PANAMA CITY — The burly, bipolar man who held a Florida school board at gunpoint was frustrated and broke. He was a troubled ex-con with an interest in anarchy, and when his wife was fired from her teaching job and their benefits ran out, he went to the board meeting and said he was prepared to die.
Clay Duke killed himself Tuesday after firing at the board members, missing them by mere inches, and exchanging a volley of gunfire with a security guard. A day later, his wife tearfully talked about the man she loved, calling the 56-year-old father a "gentle giant."
"The economy and the world just got the better of him," Rebecca Duke said in a rambling press conference.
The shooting gained nationwide attention because it was captured by local television stations, and the video was posted on the Internet and broadcast on TV throughout the day. (It can be found online at links.tampabay.com.)
In the video, Duke spray painted a circle and a large, red V inside it on the meeting room wall and muttered about rising taxes and how his wife was fired from the school district. The school superintendent begged Duke not to shoot, but he did. A School Board member crept up from behind and hit Duke with her purse — and Duke only called her a name, but didn't shoot.
Rebecca Duke said her husband was an excellent marksman who probably intentionally missed the five board members who were sitting just steps away.
"He didn't want any one to get hurt but himself," she said.
No one but Duke was injured; a school security guard fired several shots and hit Duke three times in the back. In the end, Duke took his own life by shooting himself in the head.
Police said the attack wasn't some spur of the moment idea. At his mobile home in the woods, they found Dec. 14 circled on a calendar. And police said he had at least 25 more rounds of ammunition in his pocket.
Born in Ocala, Duke graduated from King High School in Tampa. Little is known about his early adult years; family members said he was in the Air Force for eight years, but that could not be confirmed.
In the mid-1990s, Duke had drifted to the Florida Panhandle. Those years were a blur of court hearings and personal conflicts. He divorced a woman named Anita in 1995 and at some point, had a daughter. In 2000, he was convicted for waiting in the woods for his ex-wife with a rifle, wearing a mask and a bulletproof vest. She confronted him and then tried to leave in a vehicle, and Duke shot the tires.
Duke's attorney on the case, Ben Bollinger, remembered Duke as especially paranoid about the new millennium.
"He was one of these Y2k people," he said, referring to a computer bug that some people thought was going to cause massive problems and economic chaos Jan. 1, 2000. "He was stockpiling weapons, assault weapons."
Bollinger said Duke took a plea agreement: Five years in prison followed by 10-years' probation. He sought psychiatric help and took his medications as ordered and completed his probation, his lawyer said.

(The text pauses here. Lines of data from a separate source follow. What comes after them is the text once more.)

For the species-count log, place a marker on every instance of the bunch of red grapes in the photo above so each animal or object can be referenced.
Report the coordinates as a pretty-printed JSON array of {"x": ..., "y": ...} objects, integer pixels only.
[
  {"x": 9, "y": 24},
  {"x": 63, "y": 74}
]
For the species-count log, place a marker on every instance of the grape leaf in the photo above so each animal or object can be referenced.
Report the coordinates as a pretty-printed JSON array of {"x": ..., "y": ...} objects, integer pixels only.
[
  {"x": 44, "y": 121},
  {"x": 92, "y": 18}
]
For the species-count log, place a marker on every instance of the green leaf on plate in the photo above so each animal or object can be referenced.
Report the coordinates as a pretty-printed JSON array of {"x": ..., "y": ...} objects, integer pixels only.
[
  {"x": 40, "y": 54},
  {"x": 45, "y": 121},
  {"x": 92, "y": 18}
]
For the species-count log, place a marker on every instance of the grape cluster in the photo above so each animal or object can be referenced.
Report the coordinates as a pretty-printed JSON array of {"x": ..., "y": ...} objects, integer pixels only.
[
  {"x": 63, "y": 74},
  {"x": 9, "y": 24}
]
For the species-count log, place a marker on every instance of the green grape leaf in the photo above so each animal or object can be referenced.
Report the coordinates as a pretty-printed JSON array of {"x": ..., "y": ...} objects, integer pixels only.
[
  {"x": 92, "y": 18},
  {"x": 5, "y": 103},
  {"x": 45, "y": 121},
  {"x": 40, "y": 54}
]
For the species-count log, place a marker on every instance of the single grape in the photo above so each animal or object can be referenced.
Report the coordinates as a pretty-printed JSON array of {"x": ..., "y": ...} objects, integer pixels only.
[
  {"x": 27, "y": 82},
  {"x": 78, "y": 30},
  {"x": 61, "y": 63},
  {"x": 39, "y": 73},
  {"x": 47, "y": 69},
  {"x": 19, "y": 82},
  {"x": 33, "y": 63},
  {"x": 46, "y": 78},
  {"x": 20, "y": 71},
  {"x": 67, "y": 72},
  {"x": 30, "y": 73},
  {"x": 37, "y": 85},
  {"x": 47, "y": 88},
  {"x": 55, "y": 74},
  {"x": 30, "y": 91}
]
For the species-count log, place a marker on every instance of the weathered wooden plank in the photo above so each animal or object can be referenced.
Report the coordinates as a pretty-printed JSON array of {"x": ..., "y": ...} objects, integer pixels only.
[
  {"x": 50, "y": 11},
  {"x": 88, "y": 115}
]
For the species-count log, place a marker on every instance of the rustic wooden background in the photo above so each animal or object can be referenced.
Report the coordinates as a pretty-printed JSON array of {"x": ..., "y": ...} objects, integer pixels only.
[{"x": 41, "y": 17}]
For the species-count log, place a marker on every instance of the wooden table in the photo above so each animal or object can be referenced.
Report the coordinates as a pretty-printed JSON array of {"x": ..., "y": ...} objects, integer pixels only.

He was released in January 2004. About a year later, he sued the Social Security Administration, which had denied his application for disability benefits and health insurance.
"He couldn't work. He just mentally couldn't make the connection for eight hours a day," said David Evans, the attorney who represented Duke.
Evans said Duke had been diagnosed by several doctors as bipolar but didn't have enough money to buy the needed medication. They filed at least five appeals to the denials. Duke withdrew the suit in 2006.
He and Rebecca had married in 1999, just before his prison sentence. She said Wednesday that Duke faithfully took his medication for his bipolar disorder, but that he was under a lot of stress — she had been fired from the school district and her final unemployment check was due this week.
Tommye Lou Richardson, the executive director of human resources for the Bay District, said Rebecca Duke was hired in September 2009 as a primary school teacher for students with special needs. She was given a 97-day probationary period, and was terminated.
"She was not performing appropriately, we thought, the principal thought, and so she was let go," Richardson said.
She wasn't able to go into any further detail.
About a week ago, Clay Duke joined Facebook. Over the past several days, he added photo stills from the movie and graphic novel V for Vendetta, a nihilistic account of a masked man who fights against a totalitarian government. He had written something of a suicide note in his "About Me" section:
"My testament: Some people (the government sponsored media) will say I was evil, a monster (V) . . . no . . . I was just born poor in a country where the Wealthy manipulate, use, abuse, and economically enslave 95 percent of the population. Rich Republicans, Rich Democrats . . . same-same . . . rich . . . they take turns fleecing us . . . our few dollars . . . pyramiding the wealth for themselves."